Appendix: Implementing a First-fit Data Structure

We can efficiently find the lowest-address available chunk of memory that also satisfies the allocation request by modifying and augmenting any existing balanced binary tree.

For brevity we’ll focus just on the treap implementation in the runtime here. The technique shown here is similar to that found in [Rezaei00]. The recipe for transforming out best-fit treap into a first-fit treap consists of the following steps:

First, modify the existing treap implementation to sort by a span’s base address.

Next, attach a new field to each binary tree node called maxPages. This field represents the maximum size in 8 KiB pages of a span in the subtree rooted at that node.

For a leaf node, maxPages is always equal to the node’s span’s length. This invariant is maintained every time the tree changes. For most balanced trees, the tree may change in one of three ways: insertion, removal, and tree rotations.

Tree rotations are simple: one only needs to update the two rotated nodes by checking their span’s size and comparing it with maxPages of their left and right subtrees, taking the maximum (effectively just recomputing maxPages non-recursively).

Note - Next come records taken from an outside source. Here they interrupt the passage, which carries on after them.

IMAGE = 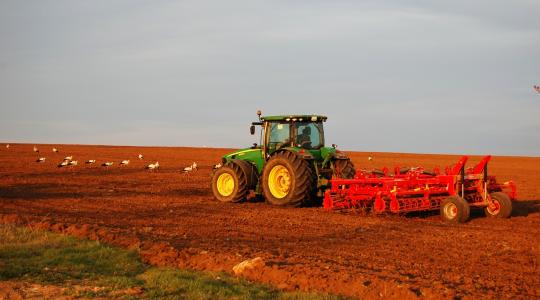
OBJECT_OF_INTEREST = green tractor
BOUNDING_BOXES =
[212,111,355,206]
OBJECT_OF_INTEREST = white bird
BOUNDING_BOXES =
[146,161,159,170]
[184,162,197,173]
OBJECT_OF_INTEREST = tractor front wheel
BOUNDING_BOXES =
[212,163,249,202]
[441,196,471,223]
[262,151,316,206]
[484,192,512,218]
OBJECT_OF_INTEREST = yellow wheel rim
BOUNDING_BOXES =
[268,165,291,199]
[216,173,234,197]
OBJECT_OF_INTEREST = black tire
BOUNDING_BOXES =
[333,159,356,179]
[262,151,317,207]
[212,162,249,202]
[441,196,471,223]
[484,192,512,219]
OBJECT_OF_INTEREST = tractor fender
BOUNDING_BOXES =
[230,159,259,189]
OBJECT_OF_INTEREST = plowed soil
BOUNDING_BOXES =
[0,144,540,298]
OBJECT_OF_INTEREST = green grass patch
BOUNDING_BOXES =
[0,225,337,299]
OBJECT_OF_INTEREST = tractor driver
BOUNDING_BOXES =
[296,126,311,148]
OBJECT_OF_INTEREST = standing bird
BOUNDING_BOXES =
[146,161,159,170]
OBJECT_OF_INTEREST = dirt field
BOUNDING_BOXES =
[0,144,540,298]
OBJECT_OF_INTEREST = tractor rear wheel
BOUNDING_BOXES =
[262,151,316,206]
[212,163,249,202]
[484,192,512,218]
[333,158,356,179]
[441,196,471,223]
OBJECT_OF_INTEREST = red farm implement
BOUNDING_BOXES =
[324,155,516,223]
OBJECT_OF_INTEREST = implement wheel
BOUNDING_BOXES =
[441,196,471,223]
[212,163,249,202]
[333,158,356,179]
[484,192,512,218]
[262,151,316,206]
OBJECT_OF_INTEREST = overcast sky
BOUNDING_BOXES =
[0,0,540,156]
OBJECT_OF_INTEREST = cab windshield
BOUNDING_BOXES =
[293,122,324,149]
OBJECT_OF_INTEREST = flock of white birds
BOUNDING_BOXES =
[6,144,222,173]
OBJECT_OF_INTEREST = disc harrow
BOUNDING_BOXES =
[323,155,517,222]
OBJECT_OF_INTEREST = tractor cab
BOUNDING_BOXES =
[251,115,326,155]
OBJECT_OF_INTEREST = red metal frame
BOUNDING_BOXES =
[323,155,517,213]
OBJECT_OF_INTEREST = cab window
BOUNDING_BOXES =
[294,122,324,149]
[268,123,290,148]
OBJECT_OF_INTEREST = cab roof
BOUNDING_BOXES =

A newly-inserted node in a treap is always a leaf, so that case is handled. Once we insert it, however, any number of subtrees from the parent may now have a different maxPages, so we start from the newly-inserted node and walk up the tree, updating maxPages. Once we reach a point where maxPages does not change, we may stop. Then we may rotate the leaf into place. At most, we travel the height of the tree in this update, but usually we’ll travel less.

On removal, a treap uses rotations to make the node to-be-deleted a leaf. Once the node becomes a leaf, we remove it, and then update its ancestors starting from its new parent. We may stop, as before, when maxPages is no longer affected by the change.

Finally, we modify the algorithm which finds a suitable span to use for allocation, or returns nil if one is not found. To find the first-fit span in the tree we leverage maxPages in the following algorithm (in pseudo-Go pseudocode):

1  func Find(root, pages):
2    t = root
3    for t != nil:
4      if t.left != nil and t.left.maxPages >= pages:
5        t = t.left
6      else if t.span.pages >= pages:
7        return t.span
8      else t.right != nil and t.right.maxPages >= pages:
9        t = t.right
10     else:
11       return nil

By only going down paths where we’re sure there’s at least one span that can satisfy the allocation, we ensure that the algorithm always returns a span of at least pages in size.

Because we prefer going left if possible (line 4) over taking the current node’s span (line 6) over going right if possible (line 8), we ensure that we allocate the node with the lowest base address.

The case where we cannot go left, cannot take the current node, and cannot go right (line 10) should only be possible at the root if maxPages is managed properly. That is, just by looking at the root, one can tell whether an allocation request is satisfiable.

References

Johnstone, Mark S., and Paul R. Wilson. “The Memory Fragmentation Problem: Solved?” Proceedings of the First International Symposium on Memory Management - ISMM 98, 1998. doi:10.1145/286860.286864.

M. Rezaei and K. M. Kavi, “A new implementation technique for memory management,” Proceedings of the IEEE SoutheastCon 2000. ‘Preparing for The New Millennium’ (Cat.No.00CH37105), Nashville, TN, USA, 2000, pp. 332-339. doi:10.1109/SECON.2000.845587

Wilson, Paul R., Mark S. Johnstone, Michael Neely, and David Boles. “Dynamic Storage Allocation: A Survey and Critical Review.” Memory Management Lecture Notes in Computer Science, 1995, 1-116. doi:10.1007/3-540-60368-9_19.